People Who Died: Prince by Curtis McCrary

Prince

When a colleague texted me on the morning of April 21 about something work-related, he casually and rather ungently appended "Prince died btw" to our exchange as though it was almost trivial. That was kind of a dick move, Ryan. Like, "oh btw God is dead and everything you've ever cared about is ruined TTYL."

It was so unbelievable that it had little impact at first. Couldn't possibly be true, did not compute, etc. And then as this fact wormed its cruel way into my reality, I started crying. The impossibly ageless, elfin, and saintly Prince Rogers Nelson was with us no more.

Prince and his music left the deepest ruts on my developing adolescent psyche, and that informed the rest of my development as a human being in profound ways. He was living proof that masculinity could be adorned with lace, that appreciation of and respect for women was a higher calling, that if you were funky enough, you could be the world's second most well-known Jehovah's Witness, with all its baggage and odd beliefs, and people would be amused rather than put off (not that that particular knowledge was all that useful).
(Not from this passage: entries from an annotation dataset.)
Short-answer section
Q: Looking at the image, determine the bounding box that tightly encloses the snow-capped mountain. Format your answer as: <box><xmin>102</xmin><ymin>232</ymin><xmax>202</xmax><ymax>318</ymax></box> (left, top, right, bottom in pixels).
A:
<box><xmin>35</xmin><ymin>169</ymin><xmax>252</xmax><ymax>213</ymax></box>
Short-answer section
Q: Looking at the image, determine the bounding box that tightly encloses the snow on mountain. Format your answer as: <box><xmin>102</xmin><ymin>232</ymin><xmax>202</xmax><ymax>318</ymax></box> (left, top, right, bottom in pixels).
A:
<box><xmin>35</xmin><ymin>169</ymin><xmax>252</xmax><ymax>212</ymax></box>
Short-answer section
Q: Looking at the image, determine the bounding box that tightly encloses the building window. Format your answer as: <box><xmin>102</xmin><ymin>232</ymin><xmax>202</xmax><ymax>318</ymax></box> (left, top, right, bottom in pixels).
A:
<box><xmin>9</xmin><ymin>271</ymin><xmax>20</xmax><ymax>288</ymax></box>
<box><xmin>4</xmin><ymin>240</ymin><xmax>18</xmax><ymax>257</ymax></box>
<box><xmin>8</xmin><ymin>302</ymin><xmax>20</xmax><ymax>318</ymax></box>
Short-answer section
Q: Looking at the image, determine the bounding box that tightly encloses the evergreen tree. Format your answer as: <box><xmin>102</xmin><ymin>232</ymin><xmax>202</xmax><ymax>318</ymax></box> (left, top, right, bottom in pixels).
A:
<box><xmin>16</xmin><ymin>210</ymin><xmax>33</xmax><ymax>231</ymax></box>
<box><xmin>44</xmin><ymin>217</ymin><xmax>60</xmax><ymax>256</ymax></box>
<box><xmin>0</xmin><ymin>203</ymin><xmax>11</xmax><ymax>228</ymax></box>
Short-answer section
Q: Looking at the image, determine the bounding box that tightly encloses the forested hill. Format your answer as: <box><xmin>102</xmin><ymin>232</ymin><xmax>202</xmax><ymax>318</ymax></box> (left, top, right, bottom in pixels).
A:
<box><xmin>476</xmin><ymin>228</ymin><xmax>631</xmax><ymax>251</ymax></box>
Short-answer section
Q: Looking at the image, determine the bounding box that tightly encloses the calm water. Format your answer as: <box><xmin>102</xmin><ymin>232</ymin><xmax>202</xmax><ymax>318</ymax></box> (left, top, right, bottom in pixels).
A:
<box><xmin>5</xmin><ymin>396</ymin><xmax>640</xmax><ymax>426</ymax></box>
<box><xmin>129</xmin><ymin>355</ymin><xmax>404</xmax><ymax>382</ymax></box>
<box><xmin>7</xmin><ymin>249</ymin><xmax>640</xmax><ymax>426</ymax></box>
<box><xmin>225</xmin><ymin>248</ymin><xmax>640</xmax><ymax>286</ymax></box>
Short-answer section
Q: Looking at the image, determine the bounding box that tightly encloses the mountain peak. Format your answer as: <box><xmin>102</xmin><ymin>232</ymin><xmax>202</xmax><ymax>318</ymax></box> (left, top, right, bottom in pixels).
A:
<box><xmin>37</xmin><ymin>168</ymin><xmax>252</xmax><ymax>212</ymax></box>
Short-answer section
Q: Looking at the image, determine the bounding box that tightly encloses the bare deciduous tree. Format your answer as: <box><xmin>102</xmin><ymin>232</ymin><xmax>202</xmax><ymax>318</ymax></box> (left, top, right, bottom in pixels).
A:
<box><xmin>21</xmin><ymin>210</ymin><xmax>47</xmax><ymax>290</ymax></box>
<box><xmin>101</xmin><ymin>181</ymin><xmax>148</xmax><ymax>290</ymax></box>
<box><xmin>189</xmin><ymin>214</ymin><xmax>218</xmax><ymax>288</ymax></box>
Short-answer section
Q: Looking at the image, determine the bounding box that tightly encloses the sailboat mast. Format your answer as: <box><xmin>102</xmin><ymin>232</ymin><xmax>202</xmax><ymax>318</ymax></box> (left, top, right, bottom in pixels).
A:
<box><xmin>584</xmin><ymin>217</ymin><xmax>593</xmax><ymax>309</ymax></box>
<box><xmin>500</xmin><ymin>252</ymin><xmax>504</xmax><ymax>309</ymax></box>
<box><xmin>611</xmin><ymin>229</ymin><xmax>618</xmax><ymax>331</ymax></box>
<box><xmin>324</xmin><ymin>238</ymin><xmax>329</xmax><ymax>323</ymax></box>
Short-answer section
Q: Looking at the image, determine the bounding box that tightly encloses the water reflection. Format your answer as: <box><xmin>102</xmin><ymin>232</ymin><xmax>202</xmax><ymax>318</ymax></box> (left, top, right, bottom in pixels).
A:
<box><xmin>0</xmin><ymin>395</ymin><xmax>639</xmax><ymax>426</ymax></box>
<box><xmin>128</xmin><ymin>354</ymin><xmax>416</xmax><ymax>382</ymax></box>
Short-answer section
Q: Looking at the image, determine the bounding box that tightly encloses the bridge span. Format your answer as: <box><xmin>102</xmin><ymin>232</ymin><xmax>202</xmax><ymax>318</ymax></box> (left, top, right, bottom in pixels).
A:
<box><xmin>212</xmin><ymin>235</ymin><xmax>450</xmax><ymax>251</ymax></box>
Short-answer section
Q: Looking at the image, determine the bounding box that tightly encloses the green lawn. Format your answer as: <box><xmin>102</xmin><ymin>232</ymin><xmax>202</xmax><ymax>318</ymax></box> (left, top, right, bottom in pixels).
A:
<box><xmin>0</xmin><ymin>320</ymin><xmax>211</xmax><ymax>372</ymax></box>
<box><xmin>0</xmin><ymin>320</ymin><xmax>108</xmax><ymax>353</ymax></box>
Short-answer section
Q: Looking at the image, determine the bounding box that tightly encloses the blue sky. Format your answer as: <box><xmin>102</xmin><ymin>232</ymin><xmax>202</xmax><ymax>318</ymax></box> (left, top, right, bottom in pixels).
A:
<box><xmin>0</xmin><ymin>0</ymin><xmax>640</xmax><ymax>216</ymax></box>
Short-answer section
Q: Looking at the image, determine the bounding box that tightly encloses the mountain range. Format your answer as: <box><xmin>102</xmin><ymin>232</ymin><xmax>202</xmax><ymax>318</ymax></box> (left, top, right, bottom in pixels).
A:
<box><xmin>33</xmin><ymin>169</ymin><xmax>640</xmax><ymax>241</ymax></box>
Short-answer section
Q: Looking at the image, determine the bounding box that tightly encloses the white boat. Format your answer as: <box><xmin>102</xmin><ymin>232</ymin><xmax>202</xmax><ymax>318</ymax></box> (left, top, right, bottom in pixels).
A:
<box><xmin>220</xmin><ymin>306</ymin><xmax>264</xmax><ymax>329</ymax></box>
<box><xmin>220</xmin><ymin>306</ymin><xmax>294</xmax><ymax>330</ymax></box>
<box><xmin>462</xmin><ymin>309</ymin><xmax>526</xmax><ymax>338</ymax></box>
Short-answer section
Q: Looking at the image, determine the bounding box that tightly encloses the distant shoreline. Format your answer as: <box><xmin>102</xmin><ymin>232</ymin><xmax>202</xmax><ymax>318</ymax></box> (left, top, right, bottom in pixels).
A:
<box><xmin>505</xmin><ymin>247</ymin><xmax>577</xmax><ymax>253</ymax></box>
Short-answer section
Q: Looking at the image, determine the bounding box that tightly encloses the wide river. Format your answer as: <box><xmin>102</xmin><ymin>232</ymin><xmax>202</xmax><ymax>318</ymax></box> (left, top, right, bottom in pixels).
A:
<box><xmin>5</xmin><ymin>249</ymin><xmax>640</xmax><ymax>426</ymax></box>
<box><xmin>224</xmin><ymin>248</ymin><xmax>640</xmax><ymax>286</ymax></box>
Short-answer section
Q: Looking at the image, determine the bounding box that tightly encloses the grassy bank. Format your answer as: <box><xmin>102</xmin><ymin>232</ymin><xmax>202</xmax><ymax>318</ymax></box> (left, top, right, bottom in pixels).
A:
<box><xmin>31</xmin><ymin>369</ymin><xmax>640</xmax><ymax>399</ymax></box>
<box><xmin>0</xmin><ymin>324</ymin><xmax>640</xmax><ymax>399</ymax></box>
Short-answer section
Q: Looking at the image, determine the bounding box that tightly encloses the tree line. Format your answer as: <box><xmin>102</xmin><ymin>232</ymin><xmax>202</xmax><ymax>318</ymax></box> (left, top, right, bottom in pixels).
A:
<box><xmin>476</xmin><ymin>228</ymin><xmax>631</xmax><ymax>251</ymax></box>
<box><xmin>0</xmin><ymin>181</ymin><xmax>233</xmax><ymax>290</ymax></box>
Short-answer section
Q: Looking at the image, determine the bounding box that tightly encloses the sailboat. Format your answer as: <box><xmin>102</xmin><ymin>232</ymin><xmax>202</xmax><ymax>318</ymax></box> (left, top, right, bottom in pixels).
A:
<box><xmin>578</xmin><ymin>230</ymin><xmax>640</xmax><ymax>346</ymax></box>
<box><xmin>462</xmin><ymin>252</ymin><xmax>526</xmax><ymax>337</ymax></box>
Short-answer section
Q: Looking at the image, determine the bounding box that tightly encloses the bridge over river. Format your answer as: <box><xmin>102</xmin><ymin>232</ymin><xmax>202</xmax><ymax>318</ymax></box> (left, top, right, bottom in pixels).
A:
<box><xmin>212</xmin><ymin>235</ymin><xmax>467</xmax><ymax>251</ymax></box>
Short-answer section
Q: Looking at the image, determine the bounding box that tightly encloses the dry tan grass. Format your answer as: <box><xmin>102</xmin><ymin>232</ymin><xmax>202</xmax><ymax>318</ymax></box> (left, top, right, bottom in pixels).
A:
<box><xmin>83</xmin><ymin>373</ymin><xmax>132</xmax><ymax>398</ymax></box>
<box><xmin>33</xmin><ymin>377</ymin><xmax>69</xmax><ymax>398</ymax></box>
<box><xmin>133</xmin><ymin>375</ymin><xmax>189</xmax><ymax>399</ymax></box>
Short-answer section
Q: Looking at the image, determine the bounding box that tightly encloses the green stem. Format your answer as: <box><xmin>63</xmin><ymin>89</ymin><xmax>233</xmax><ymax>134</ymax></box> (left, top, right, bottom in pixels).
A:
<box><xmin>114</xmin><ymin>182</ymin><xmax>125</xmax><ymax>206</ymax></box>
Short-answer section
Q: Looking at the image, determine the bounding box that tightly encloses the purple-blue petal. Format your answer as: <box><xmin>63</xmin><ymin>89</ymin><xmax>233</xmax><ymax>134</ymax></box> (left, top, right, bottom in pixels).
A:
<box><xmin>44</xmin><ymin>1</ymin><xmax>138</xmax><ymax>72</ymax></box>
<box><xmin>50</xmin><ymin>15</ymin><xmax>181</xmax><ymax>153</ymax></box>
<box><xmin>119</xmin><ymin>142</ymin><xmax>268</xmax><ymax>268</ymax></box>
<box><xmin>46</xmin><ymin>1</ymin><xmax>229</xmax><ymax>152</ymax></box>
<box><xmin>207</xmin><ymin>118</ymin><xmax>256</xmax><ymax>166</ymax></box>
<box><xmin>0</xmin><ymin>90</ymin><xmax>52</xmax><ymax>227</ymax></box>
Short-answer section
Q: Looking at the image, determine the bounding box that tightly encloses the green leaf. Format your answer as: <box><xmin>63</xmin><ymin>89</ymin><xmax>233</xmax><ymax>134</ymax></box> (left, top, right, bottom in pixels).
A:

I first recall hearing him on the radio in 1981, when I was 9 or 10, in the 1999 era. Certain lyrics stood out, like the "Little Red Corvette" line about how she had a pocket full of horses, and Trojans, some of them used. Scandalous to my fifth-grade mind, and in hindsight, totally gross. His long career had started years before, but all that was just prelude to his magnum opus, Purple Rain. For that film and album to arrive as it did at the cusp of my adolescence ensured the kind of foundational cultural imprinting that you never move on from—I knew very few things as a boy of 13, but I knew for absolute certain that I loved Prince, and that would never change.